For years now, China's wealthy have been exploring the subtler side of Western status, paying a premium to complement their taste for chauffeured Bentleys, Hermes handbags and world travel with the manners and the esoteric cultural knowledge to match.
More recently, though, as China establishes itself as a financial superpower, it has increasingly exerted its own force on the definition of global etiquette, with elites picking and choosing from a grab bag of norms; some all but excavated from Europe's aristocratic past, some from the playbooks of modern-day Emily Posts and, increasingly, casting their eyes closer to home, plumbing classic Daoist, Confucian and Buddhist texts for clues to a proper comportment that does not feel contrived.
"I have seen the Chinese elite learning so quickly," says Sara Jane Ho of the Institute Sarita, which offers courses in etiquette in Beijing and Shanghai.
In the past, most of her clients had never heard of the New England boarding school, Philips Exeter Academy, that Ho attended as a girl. "Five years ago nobody knew what Exeter was…They have become more exposed, so much more well traveled, so much better informed."
Such learning travels both ways. European aristocrats have discovered that Chinese customers will pay handsomely for courses in old world etiquette and a taste of the aristocratic life. Belgium's Atlas International Culture offers Chinese travelers the chance to clink glasses with royalty in grand residences and castles.
For half a day clients can spend a morning with a Marquis, touring the grounds of his estate and learning the history of his family before embarking on a two-hour lunch during which the Marquis explains the function of various pieces of cutlery and discourses on wine, food and the importance of putting others at ease.
"What we try to do is put Chinese in a real 3D environment in this castle with a marquis," said Atlas's head of cultural tourism, Lionel Kohn. "For the Chinese, it's about being able to talk and eat with a marquis and also for the status to say I have been studying European etiquette with a marquis."

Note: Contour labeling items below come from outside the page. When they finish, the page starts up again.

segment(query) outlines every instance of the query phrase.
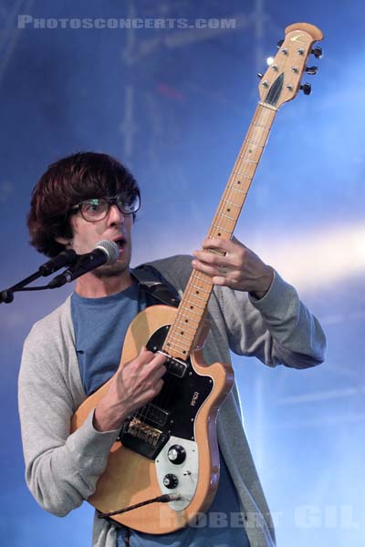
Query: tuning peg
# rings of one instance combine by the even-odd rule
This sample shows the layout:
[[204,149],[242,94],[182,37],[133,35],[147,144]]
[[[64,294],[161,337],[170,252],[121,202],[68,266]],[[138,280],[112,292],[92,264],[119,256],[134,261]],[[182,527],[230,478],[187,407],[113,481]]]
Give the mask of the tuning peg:
[[303,84],[300,86],[300,89],[302,89],[304,95],[310,95],[312,92],[312,86],[310,84]]
[[323,57],[323,51],[321,47],[315,47],[310,53],[313,53],[316,59],[321,59]]

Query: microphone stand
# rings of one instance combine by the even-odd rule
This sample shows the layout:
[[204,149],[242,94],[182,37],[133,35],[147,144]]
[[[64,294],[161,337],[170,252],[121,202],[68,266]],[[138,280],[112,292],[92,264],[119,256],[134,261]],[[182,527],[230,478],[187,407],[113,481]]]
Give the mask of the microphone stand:
[[48,285],[42,285],[39,287],[26,287],[26,285],[29,284],[38,277],[41,277],[43,274],[40,272],[36,272],[36,274],[32,274],[26,279],[19,281],[16,284],[9,287],[8,289],[5,289],[0,292],[0,304],[10,304],[14,300],[14,293],[18,293],[20,291],[43,291],[44,289],[49,289]]
[[35,274],[32,274],[31,275],[28,275],[28,277],[22,279],[22,281],[19,281],[19,283],[9,287],[8,289],[0,291],[0,304],[10,304],[14,300],[14,293],[17,293],[19,291],[42,291],[44,289],[50,288],[48,285],[38,287],[26,287],[26,285],[29,284],[33,281],[36,281],[36,279],[38,279],[39,277],[47,277],[64,266],[75,264],[78,258],[78,255],[71,249],[60,253],[57,256],[50,259],[48,262],[39,266],[37,272]]

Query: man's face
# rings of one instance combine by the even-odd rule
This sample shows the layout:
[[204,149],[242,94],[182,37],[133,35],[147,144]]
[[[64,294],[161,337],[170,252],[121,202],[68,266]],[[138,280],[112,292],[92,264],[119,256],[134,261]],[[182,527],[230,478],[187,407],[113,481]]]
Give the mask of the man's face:
[[101,240],[115,242],[120,248],[120,255],[114,264],[99,266],[93,271],[97,277],[110,277],[129,271],[131,257],[130,231],[133,219],[131,214],[124,215],[117,205],[111,205],[107,216],[101,221],[88,222],[78,212],[70,217],[73,239],[72,249],[78,253],[90,253]]

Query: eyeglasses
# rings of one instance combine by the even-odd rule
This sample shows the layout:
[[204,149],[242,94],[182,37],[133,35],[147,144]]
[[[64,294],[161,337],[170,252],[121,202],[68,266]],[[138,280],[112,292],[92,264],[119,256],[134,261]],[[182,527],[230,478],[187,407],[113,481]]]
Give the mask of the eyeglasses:
[[140,194],[132,199],[127,199],[125,194],[118,194],[113,198],[94,198],[85,200],[71,209],[72,212],[79,211],[82,218],[88,222],[102,221],[108,215],[111,205],[117,205],[123,214],[133,214],[141,207]]

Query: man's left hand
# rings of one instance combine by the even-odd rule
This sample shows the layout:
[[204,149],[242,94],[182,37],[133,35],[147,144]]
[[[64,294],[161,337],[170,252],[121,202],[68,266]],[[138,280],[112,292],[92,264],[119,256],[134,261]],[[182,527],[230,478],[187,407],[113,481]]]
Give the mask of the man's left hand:
[[256,298],[267,293],[274,277],[273,268],[238,240],[206,239],[202,249],[194,251],[193,267],[212,277],[214,284],[247,291]]

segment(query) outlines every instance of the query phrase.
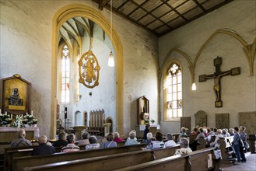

It hasn't always gone so smoothly. When a group of bankers booked the Chimay Castle in Belgium for a lunch, Atlas invited a Belgian prince and princess to host. The bankers cleaned their plates and stood up. They were off to another meeting.
"The prince and princess were a bit shocked," said Kohn. "People just came to their castle, ate and left. Food and banquet culture here is still very important – but there is a difference between how they do it and how we do it."
And at iPony, administrators found that when it comes to teaching their children to ride, French and Chinese parents have much in common: a reverence for the horse, a playful approach and aspirations of grace and feats of derring-do.